Lei do Foda-se II Parte

sábado, 13 de agosto de 2011.

Para ajudar no entendimento da situação vou colocar dois textos abaixo para reflexão:
O que Dizem os Especialistas:
O Professor Sérgio Adorno, do Núcleo de Estudos da Violência da USP analisou 500 processos criminais da Cidade de São Paulo, em 1990, e constatou que a maior parte dos réus, 38%, foi condenada por roubo qualificado, em que se usam meios violentos. Os negros são presos em fragrante com mais freqüência que os brancos, na proporção de 58% contra 46%. Isso sugere que recebem uma maior vigilância por parte da polícia.

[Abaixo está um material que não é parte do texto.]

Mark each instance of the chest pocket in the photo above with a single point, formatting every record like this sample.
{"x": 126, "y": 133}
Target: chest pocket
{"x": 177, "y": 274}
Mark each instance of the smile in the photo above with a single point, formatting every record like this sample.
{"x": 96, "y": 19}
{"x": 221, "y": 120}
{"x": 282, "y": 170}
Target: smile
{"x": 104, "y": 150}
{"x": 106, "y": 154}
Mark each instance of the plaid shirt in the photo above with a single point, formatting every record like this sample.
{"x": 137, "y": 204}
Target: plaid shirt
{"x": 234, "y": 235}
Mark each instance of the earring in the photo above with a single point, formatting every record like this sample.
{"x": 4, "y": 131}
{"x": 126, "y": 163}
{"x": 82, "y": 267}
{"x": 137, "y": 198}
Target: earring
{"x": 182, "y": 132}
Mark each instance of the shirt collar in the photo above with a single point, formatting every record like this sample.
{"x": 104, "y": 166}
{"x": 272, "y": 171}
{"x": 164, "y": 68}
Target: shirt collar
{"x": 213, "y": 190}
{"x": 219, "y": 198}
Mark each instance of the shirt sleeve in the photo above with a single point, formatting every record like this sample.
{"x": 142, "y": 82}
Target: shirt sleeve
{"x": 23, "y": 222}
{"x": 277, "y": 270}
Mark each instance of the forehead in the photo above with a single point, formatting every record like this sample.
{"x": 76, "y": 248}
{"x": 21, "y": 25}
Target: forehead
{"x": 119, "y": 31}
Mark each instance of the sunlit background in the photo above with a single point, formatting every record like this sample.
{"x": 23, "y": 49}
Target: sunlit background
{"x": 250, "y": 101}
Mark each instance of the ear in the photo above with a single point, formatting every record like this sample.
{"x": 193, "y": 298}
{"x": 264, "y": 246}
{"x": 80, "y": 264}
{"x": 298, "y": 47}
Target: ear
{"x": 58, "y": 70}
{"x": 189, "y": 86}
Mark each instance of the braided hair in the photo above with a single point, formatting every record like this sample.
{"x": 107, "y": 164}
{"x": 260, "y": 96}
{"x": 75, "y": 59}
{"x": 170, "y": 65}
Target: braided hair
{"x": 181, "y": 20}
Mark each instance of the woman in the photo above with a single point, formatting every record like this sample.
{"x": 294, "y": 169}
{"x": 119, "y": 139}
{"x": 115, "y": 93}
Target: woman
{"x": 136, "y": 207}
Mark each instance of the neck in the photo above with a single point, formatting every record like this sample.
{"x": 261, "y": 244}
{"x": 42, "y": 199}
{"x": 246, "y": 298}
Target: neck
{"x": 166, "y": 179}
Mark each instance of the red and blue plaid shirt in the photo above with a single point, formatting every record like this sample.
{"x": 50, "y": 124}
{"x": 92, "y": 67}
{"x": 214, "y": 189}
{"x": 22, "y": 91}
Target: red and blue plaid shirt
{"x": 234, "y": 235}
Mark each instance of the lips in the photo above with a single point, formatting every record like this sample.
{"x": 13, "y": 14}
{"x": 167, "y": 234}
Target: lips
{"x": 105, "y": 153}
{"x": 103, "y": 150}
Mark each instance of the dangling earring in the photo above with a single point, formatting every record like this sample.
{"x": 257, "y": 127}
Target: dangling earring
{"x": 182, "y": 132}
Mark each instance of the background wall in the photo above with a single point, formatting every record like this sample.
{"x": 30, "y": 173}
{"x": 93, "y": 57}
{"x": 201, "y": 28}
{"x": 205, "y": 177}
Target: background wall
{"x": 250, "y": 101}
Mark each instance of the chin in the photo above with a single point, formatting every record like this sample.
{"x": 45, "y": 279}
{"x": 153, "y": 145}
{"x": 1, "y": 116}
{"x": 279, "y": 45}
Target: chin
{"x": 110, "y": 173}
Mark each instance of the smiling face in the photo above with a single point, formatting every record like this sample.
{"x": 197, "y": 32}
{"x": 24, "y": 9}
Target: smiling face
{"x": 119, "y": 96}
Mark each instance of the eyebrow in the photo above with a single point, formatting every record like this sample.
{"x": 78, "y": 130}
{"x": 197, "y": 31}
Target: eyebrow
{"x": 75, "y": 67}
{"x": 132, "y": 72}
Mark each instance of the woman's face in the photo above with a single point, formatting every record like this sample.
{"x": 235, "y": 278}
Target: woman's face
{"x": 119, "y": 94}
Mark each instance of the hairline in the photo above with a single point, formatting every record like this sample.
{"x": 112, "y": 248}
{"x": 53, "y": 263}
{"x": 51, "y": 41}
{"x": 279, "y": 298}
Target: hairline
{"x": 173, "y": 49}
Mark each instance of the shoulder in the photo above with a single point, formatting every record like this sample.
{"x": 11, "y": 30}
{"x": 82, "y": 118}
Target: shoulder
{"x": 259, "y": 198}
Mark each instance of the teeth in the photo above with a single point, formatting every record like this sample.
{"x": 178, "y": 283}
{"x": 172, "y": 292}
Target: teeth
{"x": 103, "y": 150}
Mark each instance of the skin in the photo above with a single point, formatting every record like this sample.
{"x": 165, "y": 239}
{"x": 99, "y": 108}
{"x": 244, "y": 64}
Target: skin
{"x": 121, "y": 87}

Constatou ainda que 27% dos brancos respondem ao processo em liberdade, enquanto só 15% dos negros conseguem esse benefício. Apenas 25% dos negros levam testemunha de defesa ao tribunal, que é uma prova muito importante, enquanto 42% dos brancos apresentam esse tipo de prova.
           É fácil concluir dessa pesquisa do professor da USP que a questão racial tem mais peso do que a financeira. Os negros podem usar exatamente os mesmos direitos de um branco e ainda assim o resultado não será igual. 27% dos negros que contratam, segundo a pesquisa, são absolvidos; no caso dos brancos, a taxa de absolvição chega a 60%.
Apesar de o Brasil ter 65 milhões de negros há muitas injustiças contra eles como estamos vendo. Os negros são a maioria dos analfabetos, dos menores salários, nas prisões, nas favelas e nos subempregos e são minoria nas faculdades, entre os empresários, os heróis reconhecidos, os governantes, os bispos, generais, almirantes, brigadeiros e na mídia. Para corroborar essa afirmação, podemos citar Salvador, onde cerca de 60% da população é negra, mas quase não há negros na administração municipal. 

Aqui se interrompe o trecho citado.